Clinton in Selma: We’re living through ‘crisis’ in our democracy

2016 Democratic presidential nominee Hillary Clinton said Sunday that “we are living through a full-fledged crisis in our democracy” and “racist and white supremacist views are lifted up” in the White House.

“This is a time, my friends, when fundamental rights, civic virtue, freedom of the press, the rule of law, truth, facts and reason are under assault,” said Clinton, who made the remarks in Selma, Alabama, as she accepted an award at an event marking the 54th anniversary of “Bloody Sunday.” “And make no mistake, we are living through a full-fledged crisis in our democracy.”

Clinton went on to say that while there may not be “tanks in the streets,” “what’s happening goes to the heart of who we are as a nation.”

“To anyone who has ever wondered what you would have done during those defining moments that we read about in history books — whether you would have risked arrest to demand votes for women or bled on the Edmund Pettus bridge to demand voting rights for all — the answer is what you are doing now could be as important as anything that anyone has done before,” she said.

Clinton, who did not directly mention President Donald Trump in her remarks, took aim at the administration of her formal rival, suggesting his White House espouses racist views.

“When racist and white supremacist views are lifted up in the media and the White House, when hard-fought-for civil rights are being stripped back, when the single most important fight of our time, which makes it possible to fight every other fight and must be, as Frederick Douglass would say, our North Star — the fight to protect our vote — is not gathering the momentum and the energy and the passion it deserves, we have a lot of work to do, don’t we?” she said.

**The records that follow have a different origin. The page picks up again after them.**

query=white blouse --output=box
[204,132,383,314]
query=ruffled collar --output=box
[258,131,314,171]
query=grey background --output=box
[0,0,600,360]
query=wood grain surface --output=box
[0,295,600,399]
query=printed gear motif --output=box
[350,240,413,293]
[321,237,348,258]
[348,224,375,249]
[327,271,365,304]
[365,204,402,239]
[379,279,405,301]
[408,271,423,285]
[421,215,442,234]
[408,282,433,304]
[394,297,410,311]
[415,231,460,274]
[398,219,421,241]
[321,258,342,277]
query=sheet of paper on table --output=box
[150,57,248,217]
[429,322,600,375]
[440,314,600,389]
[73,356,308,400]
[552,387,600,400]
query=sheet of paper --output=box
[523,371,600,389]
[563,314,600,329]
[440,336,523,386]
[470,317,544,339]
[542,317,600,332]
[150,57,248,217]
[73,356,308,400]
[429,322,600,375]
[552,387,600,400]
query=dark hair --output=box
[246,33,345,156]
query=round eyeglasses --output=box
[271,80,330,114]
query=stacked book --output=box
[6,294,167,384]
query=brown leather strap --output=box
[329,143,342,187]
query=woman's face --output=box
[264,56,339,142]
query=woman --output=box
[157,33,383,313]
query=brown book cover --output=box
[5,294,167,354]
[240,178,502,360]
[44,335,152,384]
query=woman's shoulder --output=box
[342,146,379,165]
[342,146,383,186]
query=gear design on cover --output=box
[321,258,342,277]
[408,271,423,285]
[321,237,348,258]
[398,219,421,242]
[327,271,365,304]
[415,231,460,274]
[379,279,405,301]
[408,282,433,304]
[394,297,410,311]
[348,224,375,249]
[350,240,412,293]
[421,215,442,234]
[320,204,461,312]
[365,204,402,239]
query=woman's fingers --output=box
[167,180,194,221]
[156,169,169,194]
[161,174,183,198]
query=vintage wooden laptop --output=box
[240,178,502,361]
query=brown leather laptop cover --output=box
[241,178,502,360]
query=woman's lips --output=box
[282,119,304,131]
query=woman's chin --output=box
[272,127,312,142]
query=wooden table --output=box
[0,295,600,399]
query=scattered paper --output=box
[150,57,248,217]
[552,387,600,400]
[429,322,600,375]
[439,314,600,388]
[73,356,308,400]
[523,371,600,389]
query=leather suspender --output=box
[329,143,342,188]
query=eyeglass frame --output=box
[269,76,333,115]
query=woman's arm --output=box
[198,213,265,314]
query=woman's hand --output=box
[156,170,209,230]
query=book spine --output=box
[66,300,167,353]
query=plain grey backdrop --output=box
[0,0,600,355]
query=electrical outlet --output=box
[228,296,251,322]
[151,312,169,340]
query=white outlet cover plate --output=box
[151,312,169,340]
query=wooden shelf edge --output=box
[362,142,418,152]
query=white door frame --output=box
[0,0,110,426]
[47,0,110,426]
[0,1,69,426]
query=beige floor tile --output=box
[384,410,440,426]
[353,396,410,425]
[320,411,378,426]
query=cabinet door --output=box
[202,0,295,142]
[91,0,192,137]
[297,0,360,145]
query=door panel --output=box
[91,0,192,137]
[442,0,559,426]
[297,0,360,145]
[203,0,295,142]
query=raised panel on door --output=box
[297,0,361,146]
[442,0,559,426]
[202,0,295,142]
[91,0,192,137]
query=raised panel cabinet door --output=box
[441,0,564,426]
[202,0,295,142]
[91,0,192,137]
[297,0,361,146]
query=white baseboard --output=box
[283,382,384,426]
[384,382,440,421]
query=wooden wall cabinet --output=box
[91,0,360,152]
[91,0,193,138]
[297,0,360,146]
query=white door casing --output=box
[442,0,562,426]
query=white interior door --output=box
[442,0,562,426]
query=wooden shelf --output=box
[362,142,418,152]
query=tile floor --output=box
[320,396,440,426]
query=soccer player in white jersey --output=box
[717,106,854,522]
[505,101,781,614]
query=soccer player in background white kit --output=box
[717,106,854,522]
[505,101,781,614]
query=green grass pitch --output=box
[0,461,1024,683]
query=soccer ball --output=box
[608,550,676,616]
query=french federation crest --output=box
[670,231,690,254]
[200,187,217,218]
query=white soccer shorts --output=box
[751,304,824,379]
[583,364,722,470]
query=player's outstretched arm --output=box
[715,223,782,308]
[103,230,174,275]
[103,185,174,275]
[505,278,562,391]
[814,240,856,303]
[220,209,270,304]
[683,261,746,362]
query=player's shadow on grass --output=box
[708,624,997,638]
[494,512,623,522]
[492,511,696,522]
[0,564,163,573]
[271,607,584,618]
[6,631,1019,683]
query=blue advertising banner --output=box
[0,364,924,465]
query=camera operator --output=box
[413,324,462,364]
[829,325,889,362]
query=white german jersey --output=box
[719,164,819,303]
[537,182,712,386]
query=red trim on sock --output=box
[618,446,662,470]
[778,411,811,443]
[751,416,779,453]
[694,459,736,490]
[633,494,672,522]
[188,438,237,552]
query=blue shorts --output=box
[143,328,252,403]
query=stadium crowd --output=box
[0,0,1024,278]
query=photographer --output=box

Later in her speech, Clinton, in an effort to highlight what she described as the severity of voter suppression, spoke about the state of Georgia.

She said former Georgia gubernatorial candidate Stacey Abrams, who lost her election last year by a close margin, “should be governor, leading that state right now.” She also said that Abrams, who alleged voter suppression in the wake of her defeat, “sounded the alarm as a legislator back in 2014 that her state was systematically suppressing the right to vote.”

To combat the issue, Clinton said, Abrams “rolled up her sleeves and she registered about 300,000 black voters.”

Clinton also seemed to question why, according to her, there were fewer registered voters in Georgia during the 2016 election than there had been during the 2012 presidential election.

“The state had been growing. Jobs and investment and people had been coming, but somehow there were fewer voters,” she said.